Thinking specifically about the arts, it has felt like a gradual but significant evolution. We have lots more artists deciding to stick around after graduating, make work and contribute to the scene, and there are new and exciting projects, companies and spaces popping up regularly. 

Its also an exciting time to be in Leeds because of the conversations around the city bidding for European Capital of Culture, the development of a new cultural strategy, and significant developments within theatre, dance, music, and the visual arts. I love being part of this vibrant landscape, and can’t wait to see how things shift further in the coming years.

You describe “…bringing different people and contexts together”. Can you elaborate on this? 

I want our programmes to be full of different experiences, people and perspectives – from those close to home to those across the world, the interesting thing is when you mix different ideas, people, and contexts together, and see what happens. This year, WANTED brings the ideas of 24 people from many different backgrounds and walks of life into one show. At our very first meeting for the project, it felt really special to see such a mix of people, who wouldn’t ordinarily all come together, talk about their ideas.

Before or after you’ve seen WANTED, you could catch a piece created by a new young company from Leeds (Stitch Theatre) or choreographers from Germany and Holland (Florentina Holzinger and Vincent Riebeek). At our Transform Party on the Saturday night, we’ll gather everyone who’s been part of making Transform ’16 happen and as many of our audiences as possible together at Live Art Bistro, for one big knees up!

Theatre is obviously thousands of years old. You describe pushing at what theatre can be. Do you feel there is still space for theatre to evolve, in any real sense? If so, how do you imagine that?

Sure! I used to worry that I didn’t like theatre. I felt a lot of the things I was seeing felt removed from my life and the things I liked to do, like seeing friends, going to the cinema, music, dancing. Then I started to see more work which felt closer to the world I understood, and explored things which felt relevant to the current world I knew.

For me the subject matter of the theatre I see must feel contemporary and relevant. I’m personally interested in theatre as a space where the various art forms can meet – be it performance, live art, cinemea, music, dance. I’m also really interested in questioning how theatre can be made, who can go, where it can happen. With Transform, we’ve created theatre shows outside of tower blocks, on busy shopping streets, we’ve asked people in the community to come and make the theatre with us.

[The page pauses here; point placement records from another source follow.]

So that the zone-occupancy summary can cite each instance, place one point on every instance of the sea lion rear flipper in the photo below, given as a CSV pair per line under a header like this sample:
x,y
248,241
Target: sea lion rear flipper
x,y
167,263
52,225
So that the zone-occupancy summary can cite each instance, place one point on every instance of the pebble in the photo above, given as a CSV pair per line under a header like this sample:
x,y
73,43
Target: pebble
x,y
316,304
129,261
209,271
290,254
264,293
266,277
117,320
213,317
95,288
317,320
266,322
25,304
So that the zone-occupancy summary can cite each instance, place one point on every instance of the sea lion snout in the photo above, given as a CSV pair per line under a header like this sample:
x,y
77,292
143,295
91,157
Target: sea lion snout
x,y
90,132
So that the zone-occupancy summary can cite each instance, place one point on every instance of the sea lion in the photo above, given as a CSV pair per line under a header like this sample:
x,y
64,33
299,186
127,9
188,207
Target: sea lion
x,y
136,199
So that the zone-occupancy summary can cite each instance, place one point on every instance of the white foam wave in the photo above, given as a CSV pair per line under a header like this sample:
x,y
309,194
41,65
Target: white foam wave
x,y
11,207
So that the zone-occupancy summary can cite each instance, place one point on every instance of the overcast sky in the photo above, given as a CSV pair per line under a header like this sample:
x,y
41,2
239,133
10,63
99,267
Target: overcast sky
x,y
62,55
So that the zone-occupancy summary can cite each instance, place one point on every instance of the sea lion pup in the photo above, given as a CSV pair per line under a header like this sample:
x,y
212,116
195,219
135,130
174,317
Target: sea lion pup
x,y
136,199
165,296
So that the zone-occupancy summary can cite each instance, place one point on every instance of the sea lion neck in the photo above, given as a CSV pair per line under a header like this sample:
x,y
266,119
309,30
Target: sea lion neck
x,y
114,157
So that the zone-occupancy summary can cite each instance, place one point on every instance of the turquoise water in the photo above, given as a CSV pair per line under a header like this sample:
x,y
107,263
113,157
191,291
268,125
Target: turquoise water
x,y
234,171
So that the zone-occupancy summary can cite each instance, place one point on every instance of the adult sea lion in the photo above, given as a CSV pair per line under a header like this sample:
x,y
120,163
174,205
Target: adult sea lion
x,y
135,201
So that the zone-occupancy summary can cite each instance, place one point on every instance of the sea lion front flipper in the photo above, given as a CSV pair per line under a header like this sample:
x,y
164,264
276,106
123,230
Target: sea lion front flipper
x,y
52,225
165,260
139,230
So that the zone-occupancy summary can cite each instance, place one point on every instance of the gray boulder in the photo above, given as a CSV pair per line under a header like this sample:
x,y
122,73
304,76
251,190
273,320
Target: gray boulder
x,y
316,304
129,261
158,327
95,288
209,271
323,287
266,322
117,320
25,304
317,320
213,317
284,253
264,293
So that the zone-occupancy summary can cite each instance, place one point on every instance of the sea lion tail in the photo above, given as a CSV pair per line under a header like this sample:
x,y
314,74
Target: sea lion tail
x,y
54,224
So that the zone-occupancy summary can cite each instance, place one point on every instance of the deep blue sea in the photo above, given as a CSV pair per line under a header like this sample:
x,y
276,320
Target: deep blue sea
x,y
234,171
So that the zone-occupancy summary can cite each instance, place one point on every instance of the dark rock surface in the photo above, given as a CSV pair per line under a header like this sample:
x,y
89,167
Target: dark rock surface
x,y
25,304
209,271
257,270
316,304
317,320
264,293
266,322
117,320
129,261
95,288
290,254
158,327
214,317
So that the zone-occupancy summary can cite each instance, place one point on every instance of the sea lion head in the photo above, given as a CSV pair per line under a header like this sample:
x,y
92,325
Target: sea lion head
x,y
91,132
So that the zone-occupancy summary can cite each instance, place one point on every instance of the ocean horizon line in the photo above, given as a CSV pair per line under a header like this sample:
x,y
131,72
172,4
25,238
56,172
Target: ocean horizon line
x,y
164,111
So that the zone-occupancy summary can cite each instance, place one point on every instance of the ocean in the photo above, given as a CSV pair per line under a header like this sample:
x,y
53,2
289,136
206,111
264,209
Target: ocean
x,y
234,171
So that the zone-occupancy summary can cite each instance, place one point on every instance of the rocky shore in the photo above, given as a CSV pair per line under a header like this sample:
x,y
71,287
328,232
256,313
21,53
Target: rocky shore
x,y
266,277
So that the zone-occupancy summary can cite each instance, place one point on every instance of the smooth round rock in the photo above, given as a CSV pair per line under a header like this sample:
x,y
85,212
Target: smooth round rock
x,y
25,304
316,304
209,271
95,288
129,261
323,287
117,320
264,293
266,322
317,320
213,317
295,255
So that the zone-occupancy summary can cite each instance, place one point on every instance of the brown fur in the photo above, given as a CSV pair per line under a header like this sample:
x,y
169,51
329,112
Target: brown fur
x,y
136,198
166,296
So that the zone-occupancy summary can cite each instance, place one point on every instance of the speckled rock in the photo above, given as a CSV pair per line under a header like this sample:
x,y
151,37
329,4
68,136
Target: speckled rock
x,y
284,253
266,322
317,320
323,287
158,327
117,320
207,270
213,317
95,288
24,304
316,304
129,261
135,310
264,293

That way, the theatre reflects the world outside, it feels relevant and important.

We’re working with some amazing artists this year (such as Tim Etchells, Chris Goode, RashDash, Stitch Theatre and others) who each in different ways, I feel are pushing at the idea of what theatre can be. So long as there are artists in the world then I believe that artforms will continue to evolve with the changing times. 

People often talk about our attention spans being diminished by time spent using digital media. Do you think this is having or will have an effect on theatre?

Possibly. Sometimes I find myself in a show wanting to ‘pause it’ or wishing it would end (isn’t that terrible?!), but then again, I can sit through some longer pieces and am so engrossed that the time can fly by! As long as the work is surprising and imaginative, then hopefully there shouldn’t be a problem. I do think we certainly have a challenge though both in terms of theatres role in the digital world, and how we engage the youngest generation who are so acclimatised to constant communication and use of social media, but it’s an interesting challenge.

What’s next for you after this?

After Transform ’16 I will be wrapping up the full programme and tying up loose ends, then straight on to fundraising for our next festival! Transform ’16 is our first programme as a brand new company. We’re describing it as a teaser/ trailblazer programme before our first major festival next year. So there’s lots to do and organise!